Константиновский проспект совсем пустой, и сад еще не радует зеленью, только трава успела едва пробиться, но присыпана все той же вездесущей пылью, а на траве какие-то люди в китайских черных костюмах мееееедленно разворачиваются на пятках - и вдруг ударяют кулаками по ладоням, почти синхронно.
- Ну вот, и китайцы тут практикуют, - комментирует Богдан, - я же говорил, хорошее это место.
Он уверенно идет к круглой тропинке, которая и впрямь наводит на мысли о былых рельсах. И принимается бить там в свой бубен - не в полную силу, потому что как-то неловко нарушать концентрацию практикующих китайцев, которые на самом деле вовсе не китайцы, питерцы обычные, просто так одеты. Маша ждет, притоптывая ногой - общее настроение создано, всё уже пришло в движение, вдруг и впрямь удастся выйти в эту самую параллельную пустыню, из которой прилетел чужой бурый ветер. И впрямь поднимается ветер, внезапный маленький вихрь, и пыль взлетает столбом и залепляет глаза; а потом Маша открывает глаза - а вокруг всё то же заброшенное трамвайное кольцо, и новые эклектические дома, и сад с китайцами. Как-то обидно. И бубен завершается семью частыми ударами.
- Как-то обидно, - признаётся Маша, - я уже подумала, что мы сейчас туда пройдём. Глупо, да?

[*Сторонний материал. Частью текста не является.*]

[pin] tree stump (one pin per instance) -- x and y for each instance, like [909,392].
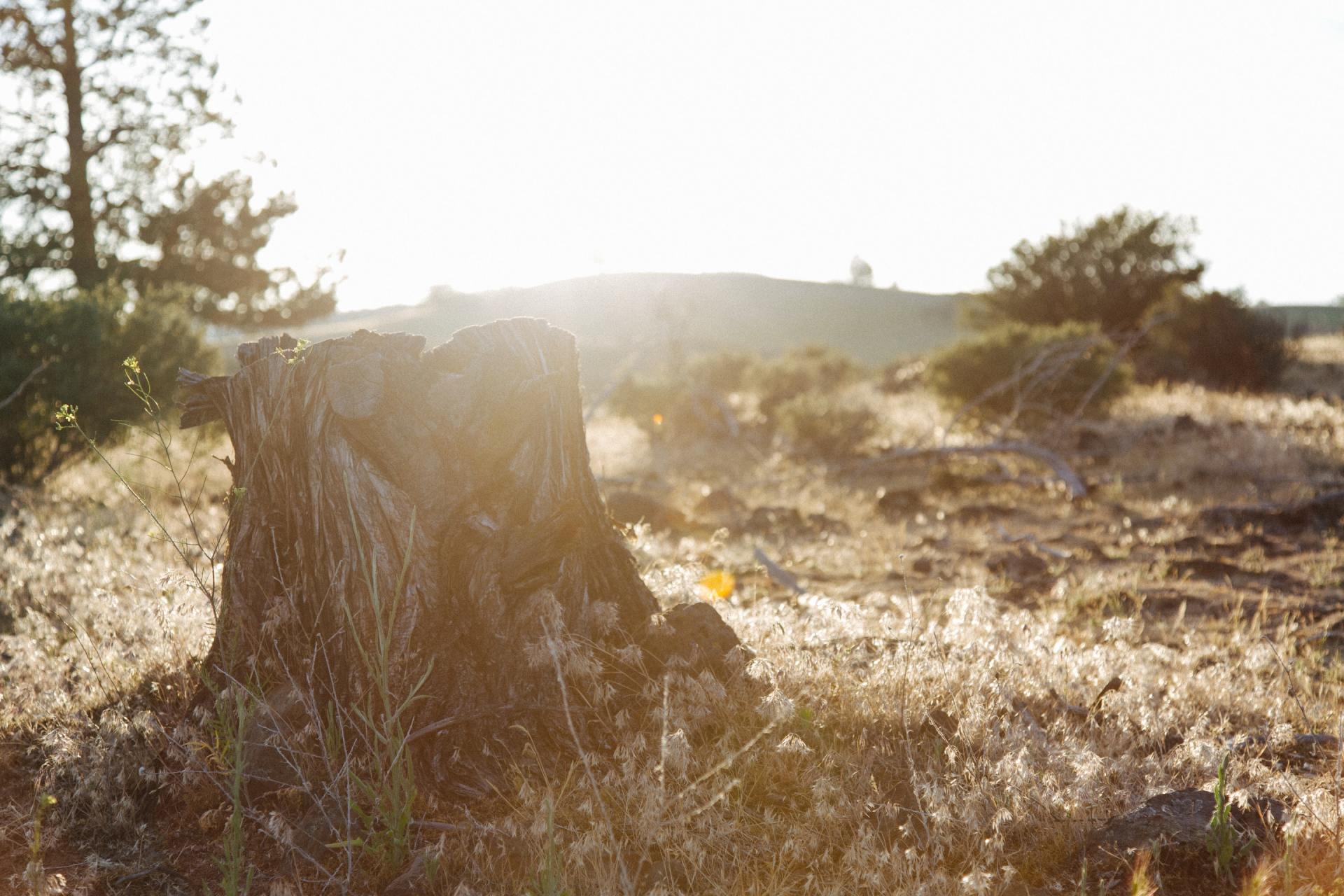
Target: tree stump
[449,489]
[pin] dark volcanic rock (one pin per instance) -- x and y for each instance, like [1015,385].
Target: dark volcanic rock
[1172,827]
[629,508]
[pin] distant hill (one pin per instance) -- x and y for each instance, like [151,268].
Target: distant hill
[617,315]
[1306,320]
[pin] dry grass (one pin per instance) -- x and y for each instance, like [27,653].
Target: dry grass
[902,732]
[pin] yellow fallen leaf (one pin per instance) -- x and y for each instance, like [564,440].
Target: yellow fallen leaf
[720,583]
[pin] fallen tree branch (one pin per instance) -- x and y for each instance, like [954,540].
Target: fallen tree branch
[22,386]
[1057,464]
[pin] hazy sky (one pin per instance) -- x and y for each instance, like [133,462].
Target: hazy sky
[505,143]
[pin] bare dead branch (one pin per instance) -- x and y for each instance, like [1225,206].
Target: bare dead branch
[22,386]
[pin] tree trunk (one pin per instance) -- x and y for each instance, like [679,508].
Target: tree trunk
[84,253]
[452,491]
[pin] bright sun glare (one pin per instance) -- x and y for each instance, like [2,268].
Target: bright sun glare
[508,143]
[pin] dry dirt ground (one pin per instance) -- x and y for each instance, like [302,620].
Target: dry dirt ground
[965,673]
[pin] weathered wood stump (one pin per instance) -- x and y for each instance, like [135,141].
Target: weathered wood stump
[452,482]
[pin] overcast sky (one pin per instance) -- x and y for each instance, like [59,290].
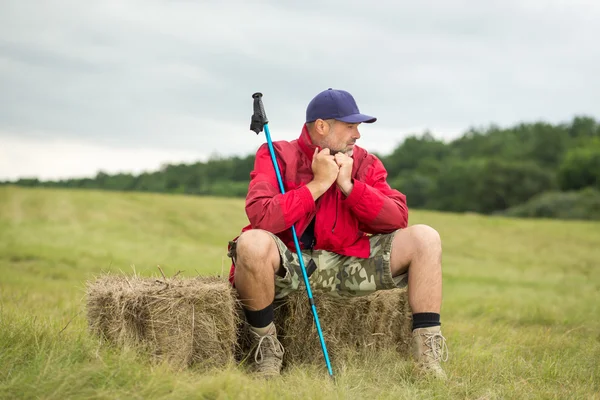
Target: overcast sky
[127,85]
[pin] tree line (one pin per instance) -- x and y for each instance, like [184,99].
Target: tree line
[529,169]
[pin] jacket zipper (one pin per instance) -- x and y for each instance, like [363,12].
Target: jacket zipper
[337,195]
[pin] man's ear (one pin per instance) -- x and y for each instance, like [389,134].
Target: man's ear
[321,127]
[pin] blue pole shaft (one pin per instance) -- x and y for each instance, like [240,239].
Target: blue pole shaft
[301,260]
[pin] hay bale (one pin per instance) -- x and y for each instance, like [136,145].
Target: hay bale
[181,321]
[379,321]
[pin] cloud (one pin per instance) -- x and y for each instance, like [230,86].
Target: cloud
[48,159]
[179,75]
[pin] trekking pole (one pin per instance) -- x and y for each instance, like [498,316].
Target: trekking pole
[259,120]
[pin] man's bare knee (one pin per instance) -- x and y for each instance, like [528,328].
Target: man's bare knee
[256,249]
[426,238]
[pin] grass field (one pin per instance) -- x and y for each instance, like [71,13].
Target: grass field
[521,306]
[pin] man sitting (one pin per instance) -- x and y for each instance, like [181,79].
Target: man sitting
[352,227]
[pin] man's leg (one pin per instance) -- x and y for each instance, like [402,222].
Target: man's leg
[418,251]
[257,260]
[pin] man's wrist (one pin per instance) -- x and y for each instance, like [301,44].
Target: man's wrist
[317,188]
[347,188]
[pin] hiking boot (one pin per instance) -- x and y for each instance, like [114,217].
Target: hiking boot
[268,353]
[429,348]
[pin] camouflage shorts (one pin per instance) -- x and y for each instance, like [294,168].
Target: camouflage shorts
[337,274]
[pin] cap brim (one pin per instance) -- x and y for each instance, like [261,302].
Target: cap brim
[356,118]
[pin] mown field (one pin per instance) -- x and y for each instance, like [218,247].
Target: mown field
[521,306]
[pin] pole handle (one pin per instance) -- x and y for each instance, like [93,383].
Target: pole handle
[259,117]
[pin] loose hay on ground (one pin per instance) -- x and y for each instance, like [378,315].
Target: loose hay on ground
[183,321]
[381,320]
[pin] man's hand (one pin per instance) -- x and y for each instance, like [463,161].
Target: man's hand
[344,178]
[325,171]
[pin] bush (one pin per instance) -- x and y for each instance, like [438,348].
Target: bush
[583,204]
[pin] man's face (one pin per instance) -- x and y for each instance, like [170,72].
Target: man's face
[341,137]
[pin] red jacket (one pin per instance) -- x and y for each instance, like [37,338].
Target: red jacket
[342,223]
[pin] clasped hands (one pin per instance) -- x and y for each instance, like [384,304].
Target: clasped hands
[328,169]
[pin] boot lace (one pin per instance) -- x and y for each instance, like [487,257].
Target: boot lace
[437,348]
[273,347]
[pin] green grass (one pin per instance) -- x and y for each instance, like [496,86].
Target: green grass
[521,303]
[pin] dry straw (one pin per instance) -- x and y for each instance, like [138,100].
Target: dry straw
[199,321]
[351,326]
[185,322]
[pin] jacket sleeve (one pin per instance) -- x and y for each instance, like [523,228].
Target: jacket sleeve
[266,207]
[378,207]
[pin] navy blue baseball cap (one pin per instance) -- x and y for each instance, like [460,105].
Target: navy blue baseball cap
[336,104]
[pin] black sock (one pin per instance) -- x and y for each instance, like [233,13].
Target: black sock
[425,320]
[260,318]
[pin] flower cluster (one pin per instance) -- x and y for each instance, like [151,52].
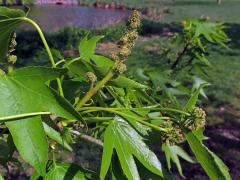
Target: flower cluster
[127,41]
[174,135]
[91,77]
[12,58]
[196,120]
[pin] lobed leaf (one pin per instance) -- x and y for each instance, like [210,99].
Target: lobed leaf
[212,164]
[128,143]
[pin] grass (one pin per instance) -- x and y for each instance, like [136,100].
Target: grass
[224,75]
[228,11]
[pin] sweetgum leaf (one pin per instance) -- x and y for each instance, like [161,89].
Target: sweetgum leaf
[173,153]
[8,23]
[66,171]
[25,91]
[211,163]
[30,139]
[128,144]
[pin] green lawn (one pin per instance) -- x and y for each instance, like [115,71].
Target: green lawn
[228,11]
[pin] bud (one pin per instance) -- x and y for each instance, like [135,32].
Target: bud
[2,73]
[196,120]
[174,135]
[12,43]
[91,77]
[12,59]
[120,67]
[127,41]
[134,20]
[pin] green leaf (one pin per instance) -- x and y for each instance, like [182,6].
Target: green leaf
[212,164]
[24,91]
[66,171]
[173,153]
[30,139]
[87,47]
[8,22]
[128,144]
[56,136]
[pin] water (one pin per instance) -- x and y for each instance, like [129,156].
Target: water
[53,17]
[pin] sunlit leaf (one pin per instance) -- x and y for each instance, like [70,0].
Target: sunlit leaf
[66,171]
[128,144]
[212,164]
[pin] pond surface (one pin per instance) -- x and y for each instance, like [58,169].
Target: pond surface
[53,17]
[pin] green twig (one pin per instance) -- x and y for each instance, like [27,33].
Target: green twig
[22,116]
[94,90]
[47,49]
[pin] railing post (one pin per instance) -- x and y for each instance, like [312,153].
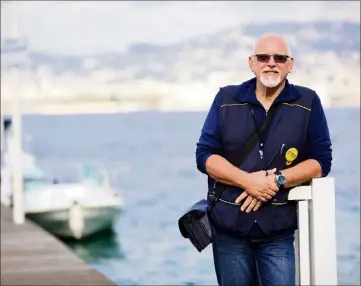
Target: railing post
[302,194]
[323,233]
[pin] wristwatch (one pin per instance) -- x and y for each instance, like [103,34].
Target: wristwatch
[280,179]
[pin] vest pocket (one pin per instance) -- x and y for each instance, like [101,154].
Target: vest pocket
[225,212]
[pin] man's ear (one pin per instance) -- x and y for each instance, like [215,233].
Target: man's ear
[250,63]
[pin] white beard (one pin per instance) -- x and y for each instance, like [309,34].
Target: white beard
[270,81]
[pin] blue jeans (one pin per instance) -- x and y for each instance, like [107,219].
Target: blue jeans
[240,261]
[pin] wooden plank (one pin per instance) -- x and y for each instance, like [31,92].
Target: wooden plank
[32,256]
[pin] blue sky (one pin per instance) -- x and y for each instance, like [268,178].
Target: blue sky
[87,27]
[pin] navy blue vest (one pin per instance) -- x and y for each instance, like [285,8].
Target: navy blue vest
[287,130]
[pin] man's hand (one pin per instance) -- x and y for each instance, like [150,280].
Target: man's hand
[251,202]
[261,185]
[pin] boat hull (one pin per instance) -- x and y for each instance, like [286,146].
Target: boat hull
[92,220]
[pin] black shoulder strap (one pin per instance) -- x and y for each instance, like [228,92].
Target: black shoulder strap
[248,148]
[254,138]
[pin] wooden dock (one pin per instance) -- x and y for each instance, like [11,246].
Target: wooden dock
[32,256]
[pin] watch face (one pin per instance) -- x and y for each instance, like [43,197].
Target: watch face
[281,179]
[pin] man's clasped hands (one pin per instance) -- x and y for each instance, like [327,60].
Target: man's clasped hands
[260,187]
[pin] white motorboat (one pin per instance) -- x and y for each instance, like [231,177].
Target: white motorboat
[68,210]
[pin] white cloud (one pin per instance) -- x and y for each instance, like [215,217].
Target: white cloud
[85,27]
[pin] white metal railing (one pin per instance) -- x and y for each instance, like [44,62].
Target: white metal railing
[315,243]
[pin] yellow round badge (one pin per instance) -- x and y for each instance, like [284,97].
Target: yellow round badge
[291,155]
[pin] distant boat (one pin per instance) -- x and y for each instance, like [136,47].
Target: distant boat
[68,210]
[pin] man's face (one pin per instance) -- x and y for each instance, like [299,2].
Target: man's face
[271,62]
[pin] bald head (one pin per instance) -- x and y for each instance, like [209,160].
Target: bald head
[273,44]
[271,60]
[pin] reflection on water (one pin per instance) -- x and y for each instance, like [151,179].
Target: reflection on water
[150,158]
[97,248]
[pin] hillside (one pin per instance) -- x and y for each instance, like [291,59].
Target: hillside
[189,73]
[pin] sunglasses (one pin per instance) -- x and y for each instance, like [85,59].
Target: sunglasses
[264,58]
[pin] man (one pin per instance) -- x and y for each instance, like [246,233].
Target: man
[253,221]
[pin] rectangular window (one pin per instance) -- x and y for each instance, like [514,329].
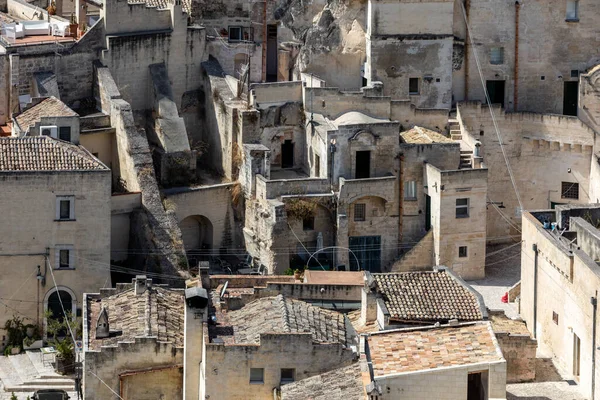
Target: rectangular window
[308,223]
[413,86]
[287,375]
[257,375]
[360,212]
[569,190]
[462,208]
[65,207]
[64,257]
[572,10]
[64,133]
[235,33]
[410,190]
[497,55]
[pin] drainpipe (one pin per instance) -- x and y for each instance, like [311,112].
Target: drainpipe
[400,201]
[535,267]
[516,74]
[467,7]
[594,301]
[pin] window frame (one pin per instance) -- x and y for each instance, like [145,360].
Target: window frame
[64,130]
[357,215]
[410,186]
[286,381]
[571,187]
[412,92]
[308,224]
[71,200]
[57,256]
[241,30]
[256,381]
[575,17]
[462,206]
[493,61]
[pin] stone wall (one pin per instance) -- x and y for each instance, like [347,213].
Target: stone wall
[116,363]
[450,383]
[31,233]
[228,367]
[543,151]
[154,228]
[419,258]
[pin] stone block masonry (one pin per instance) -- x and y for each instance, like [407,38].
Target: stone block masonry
[153,229]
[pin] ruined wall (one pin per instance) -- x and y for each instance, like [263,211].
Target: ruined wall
[133,48]
[543,151]
[110,362]
[228,367]
[153,228]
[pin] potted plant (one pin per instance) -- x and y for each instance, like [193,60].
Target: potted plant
[59,332]
[52,8]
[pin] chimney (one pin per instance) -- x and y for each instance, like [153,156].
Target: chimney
[368,304]
[141,283]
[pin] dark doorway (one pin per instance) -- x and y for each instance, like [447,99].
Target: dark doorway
[475,388]
[570,100]
[271,53]
[427,212]
[287,154]
[367,249]
[496,92]
[363,164]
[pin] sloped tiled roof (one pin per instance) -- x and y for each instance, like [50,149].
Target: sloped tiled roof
[340,384]
[429,348]
[48,107]
[158,312]
[186,5]
[418,135]
[42,153]
[282,315]
[427,296]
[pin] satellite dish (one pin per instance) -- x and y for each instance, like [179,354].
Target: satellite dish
[224,290]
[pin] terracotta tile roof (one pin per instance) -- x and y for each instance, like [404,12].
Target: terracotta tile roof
[340,384]
[418,135]
[429,348]
[158,312]
[42,153]
[48,107]
[282,315]
[427,296]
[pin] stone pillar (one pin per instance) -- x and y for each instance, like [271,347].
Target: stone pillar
[13,102]
[283,66]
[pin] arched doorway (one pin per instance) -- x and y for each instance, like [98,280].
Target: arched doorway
[197,234]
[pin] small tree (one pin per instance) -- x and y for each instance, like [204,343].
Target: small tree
[59,336]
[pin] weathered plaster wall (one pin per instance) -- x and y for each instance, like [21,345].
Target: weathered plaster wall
[228,367]
[110,362]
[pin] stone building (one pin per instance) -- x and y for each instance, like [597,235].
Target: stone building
[559,288]
[133,341]
[464,360]
[249,352]
[58,227]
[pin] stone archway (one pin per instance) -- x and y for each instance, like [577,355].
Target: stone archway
[197,233]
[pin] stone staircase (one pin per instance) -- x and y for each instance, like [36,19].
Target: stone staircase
[25,373]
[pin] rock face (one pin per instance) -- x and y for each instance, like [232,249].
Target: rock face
[332,36]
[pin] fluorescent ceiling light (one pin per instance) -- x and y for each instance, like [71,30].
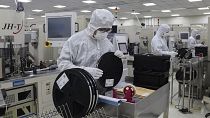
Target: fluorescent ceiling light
[149,4]
[179,9]
[59,6]
[89,1]
[113,7]
[85,11]
[155,10]
[175,15]
[147,16]
[195,0]
[24,1]
[165,11]
[135,13]
[4,6]
[203,8]
[30,18]
[123,18]
[37,10]
[207,13]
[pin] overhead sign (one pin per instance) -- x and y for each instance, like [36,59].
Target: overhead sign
[12,23]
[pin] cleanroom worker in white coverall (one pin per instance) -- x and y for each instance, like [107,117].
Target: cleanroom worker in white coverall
[83,49]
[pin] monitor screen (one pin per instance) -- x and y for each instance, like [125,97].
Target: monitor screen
[123,48]
[59,27]
[184,35]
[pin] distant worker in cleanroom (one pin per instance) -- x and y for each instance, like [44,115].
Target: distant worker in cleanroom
[192,43]
[159,41]
[83,49]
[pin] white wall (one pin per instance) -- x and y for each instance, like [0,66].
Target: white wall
[185,21]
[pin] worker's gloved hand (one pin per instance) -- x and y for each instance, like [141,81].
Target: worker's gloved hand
[173,54]
[95,72]
[119,54]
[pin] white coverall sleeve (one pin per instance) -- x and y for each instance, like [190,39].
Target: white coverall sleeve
[65,61]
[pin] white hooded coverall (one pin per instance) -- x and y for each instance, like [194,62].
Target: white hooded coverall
[82,49]
[191,43]
[159,44]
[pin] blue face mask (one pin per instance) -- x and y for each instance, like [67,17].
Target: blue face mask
[101,35]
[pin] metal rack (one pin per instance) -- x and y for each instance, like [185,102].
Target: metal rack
[64,111]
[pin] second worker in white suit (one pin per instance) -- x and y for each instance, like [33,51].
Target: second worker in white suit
[159,42]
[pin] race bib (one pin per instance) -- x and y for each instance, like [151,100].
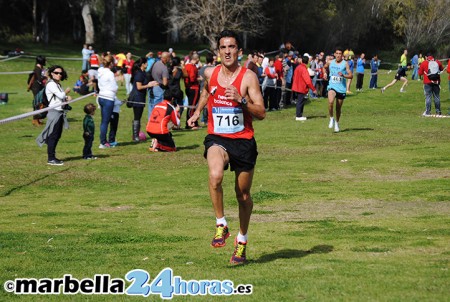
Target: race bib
[228,119]
[336,80]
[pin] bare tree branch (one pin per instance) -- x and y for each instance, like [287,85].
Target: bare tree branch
[202,19]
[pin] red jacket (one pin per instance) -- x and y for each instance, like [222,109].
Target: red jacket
[423,70]
[191,81]
[448,69]
[278,68]
[301,80]
[162,114]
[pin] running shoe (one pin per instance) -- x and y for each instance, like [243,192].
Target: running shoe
[239,253]
[336,127]
[221,235]
[331,124]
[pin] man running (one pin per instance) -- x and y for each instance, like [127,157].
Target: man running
[233,97]
[339,72]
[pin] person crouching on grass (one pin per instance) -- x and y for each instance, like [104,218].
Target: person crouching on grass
[157,128]
[88,130]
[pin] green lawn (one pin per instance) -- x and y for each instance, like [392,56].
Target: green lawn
[361,215]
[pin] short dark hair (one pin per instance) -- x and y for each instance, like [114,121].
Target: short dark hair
[209,58]
[228,34]
[89,108]
[305,59]
[168,95]
[41,60]
[63,72]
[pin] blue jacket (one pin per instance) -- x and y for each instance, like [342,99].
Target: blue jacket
[360,66]
[374,65]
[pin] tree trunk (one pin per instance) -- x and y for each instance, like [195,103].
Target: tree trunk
[35,30]
[88,23]
[131,26]
[109,29]
[44,28]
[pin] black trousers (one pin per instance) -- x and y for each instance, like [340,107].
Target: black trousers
[53,138]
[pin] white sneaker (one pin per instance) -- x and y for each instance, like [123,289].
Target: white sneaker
[331,124]
[105,146]
[336,127]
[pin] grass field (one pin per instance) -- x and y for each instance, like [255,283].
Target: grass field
[361,215]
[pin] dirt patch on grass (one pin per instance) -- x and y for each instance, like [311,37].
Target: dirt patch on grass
[115,209]
[349,210]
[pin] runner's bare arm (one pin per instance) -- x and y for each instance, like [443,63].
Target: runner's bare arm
[203,99]
[255,103]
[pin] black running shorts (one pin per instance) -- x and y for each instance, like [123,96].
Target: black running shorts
[242,152]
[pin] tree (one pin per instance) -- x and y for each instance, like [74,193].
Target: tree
[109,26]
[428,25]
[88,23]
[205,19]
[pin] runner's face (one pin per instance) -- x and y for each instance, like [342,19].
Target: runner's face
[228,51]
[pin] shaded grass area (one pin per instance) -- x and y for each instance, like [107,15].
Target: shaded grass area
[354,216]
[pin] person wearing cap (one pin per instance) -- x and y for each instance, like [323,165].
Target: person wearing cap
[339,73]
[160,73]
[150,61]
[37,82]
[400,75]
[431,84]
[301,83]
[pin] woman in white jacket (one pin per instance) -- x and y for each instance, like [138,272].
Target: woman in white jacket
[108,89]
[56,117]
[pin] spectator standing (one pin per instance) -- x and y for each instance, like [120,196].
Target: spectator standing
[351,65]
[415,67]
[86,54]
[108,89]
[175,77]
[360,72]
[339,71]
[278,64]
[421,59]
[159,73]
[192,86]
[301,85]
[114,123]
[138,94]
[56,117]
[126,69]
[430,69]
[37,83]
[88,130]
[232,91]
[374,65]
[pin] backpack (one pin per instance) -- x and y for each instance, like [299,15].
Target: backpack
[40,101]
[433,71]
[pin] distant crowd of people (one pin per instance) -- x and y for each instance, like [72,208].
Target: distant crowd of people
[286,78]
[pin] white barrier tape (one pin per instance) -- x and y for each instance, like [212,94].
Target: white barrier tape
[10,58]
[181,106]
[28,114]
[16,72]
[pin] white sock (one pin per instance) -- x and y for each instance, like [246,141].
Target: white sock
[220,221]
[242,238]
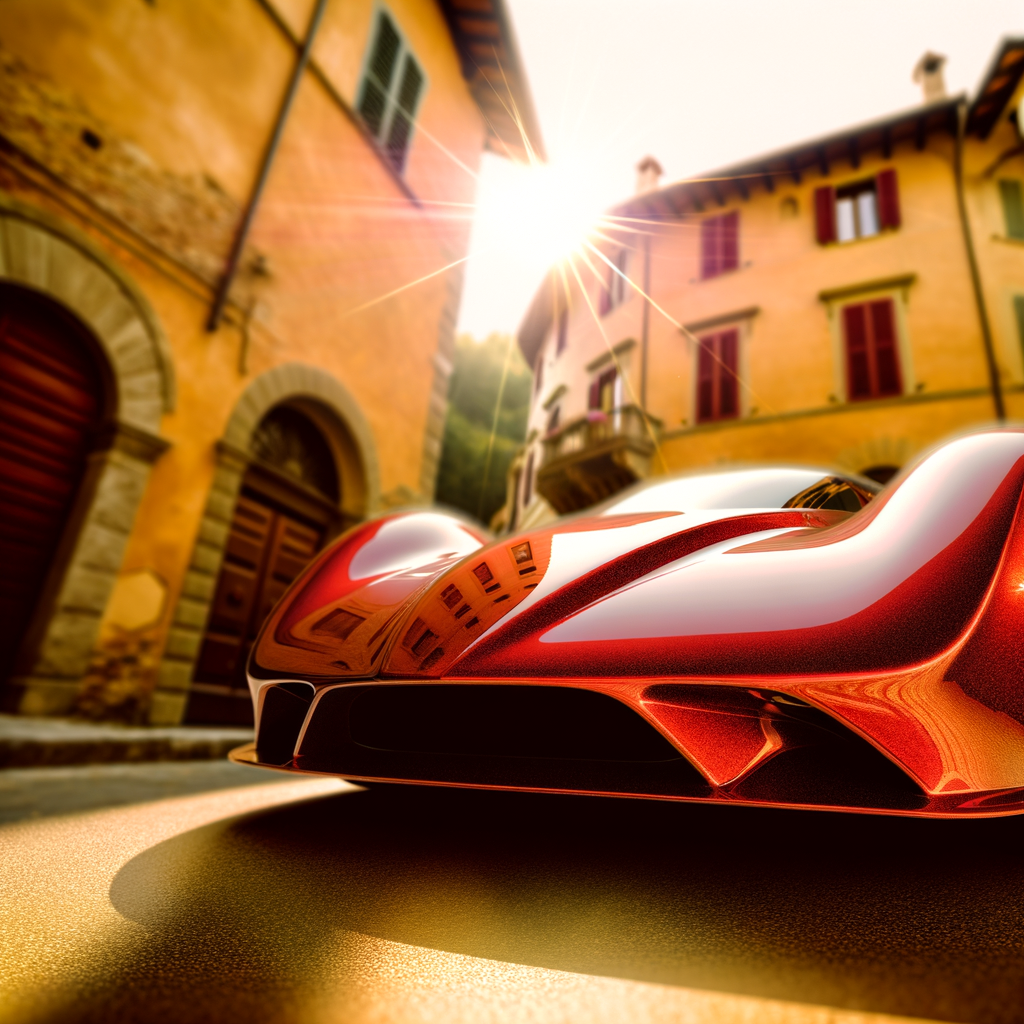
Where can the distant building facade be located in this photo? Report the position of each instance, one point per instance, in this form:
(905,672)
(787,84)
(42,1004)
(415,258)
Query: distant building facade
(197,204)
(845,302)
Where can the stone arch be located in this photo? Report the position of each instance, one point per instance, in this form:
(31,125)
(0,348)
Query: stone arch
(41,253)
(332,407)
(38,252)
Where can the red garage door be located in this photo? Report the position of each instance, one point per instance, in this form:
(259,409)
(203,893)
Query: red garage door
(50,404)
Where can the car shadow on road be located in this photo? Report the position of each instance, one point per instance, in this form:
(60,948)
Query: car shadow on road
(909,916)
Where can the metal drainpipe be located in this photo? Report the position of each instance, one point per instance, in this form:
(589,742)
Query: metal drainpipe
(646,324)
(242,235)
(986,331)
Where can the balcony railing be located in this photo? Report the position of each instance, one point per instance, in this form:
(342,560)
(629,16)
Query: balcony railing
(595,457)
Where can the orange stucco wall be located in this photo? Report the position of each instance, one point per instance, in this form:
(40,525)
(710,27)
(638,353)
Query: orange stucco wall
(184,96)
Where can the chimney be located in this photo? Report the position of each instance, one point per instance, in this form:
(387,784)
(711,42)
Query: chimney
(928,74)
(648,174)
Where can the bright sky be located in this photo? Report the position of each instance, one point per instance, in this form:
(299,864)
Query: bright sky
(697,84)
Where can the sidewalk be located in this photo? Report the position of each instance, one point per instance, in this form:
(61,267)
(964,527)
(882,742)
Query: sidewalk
(35,742)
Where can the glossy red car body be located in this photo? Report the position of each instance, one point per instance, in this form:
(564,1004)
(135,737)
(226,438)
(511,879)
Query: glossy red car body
(696,640)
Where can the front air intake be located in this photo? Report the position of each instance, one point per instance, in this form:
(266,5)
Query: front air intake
(528,736)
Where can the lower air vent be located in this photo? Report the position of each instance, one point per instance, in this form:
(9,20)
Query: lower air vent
(549,737)
(505,721)
(285,709)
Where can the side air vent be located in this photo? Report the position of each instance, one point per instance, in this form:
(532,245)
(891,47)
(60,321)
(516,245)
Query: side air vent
(285,709)
(843,771)
(779,749)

- Иногда магия удаётся, - философски пожимает плечами Богдан, - иногда нет. Зато смотри, какая штука, - он поднимает с земли какую-то невнятную серую хреновинку, как будто модный соломенный интерьерный шарик, но не он. А целое растение: вот стволик, вот скрученные внутрь шара ветки с семенами - настоящее перекати-поле. До мест, где такие растут, три тыщи вёрст по прямой перекатываться. - Похоже, что-то всё-таки удалось.
- Откуда такое?
- Ну вот как раз оттуда. Надо было шибче камлать, может, целиком бы туда пролезли.
- А вот посмотри, кстати, на небо, - предлагает Маша.
Небо равномерно синее. Просто апрельское синее небо. Откуда-то начинают сползаться мелкие облачка, которые в нормальных краях означают, что в ближайшие часы небо не затянет, а в Питере - как повезёт. Никакого коричневого.
- А говоришь - магия не удаётся - смеется Маша.
- Это не магия, - серьёзно объясняет Богдан, - это мы начали в другое пространство лезть, а в нас швырнули чем попало и дверь захлопнули. Чтобы не лезли. Не магия, а неудачная попытка контакта.
- Ну, не такая уж и неудачная, - мотает головой Маша, - мы-то с прибылью.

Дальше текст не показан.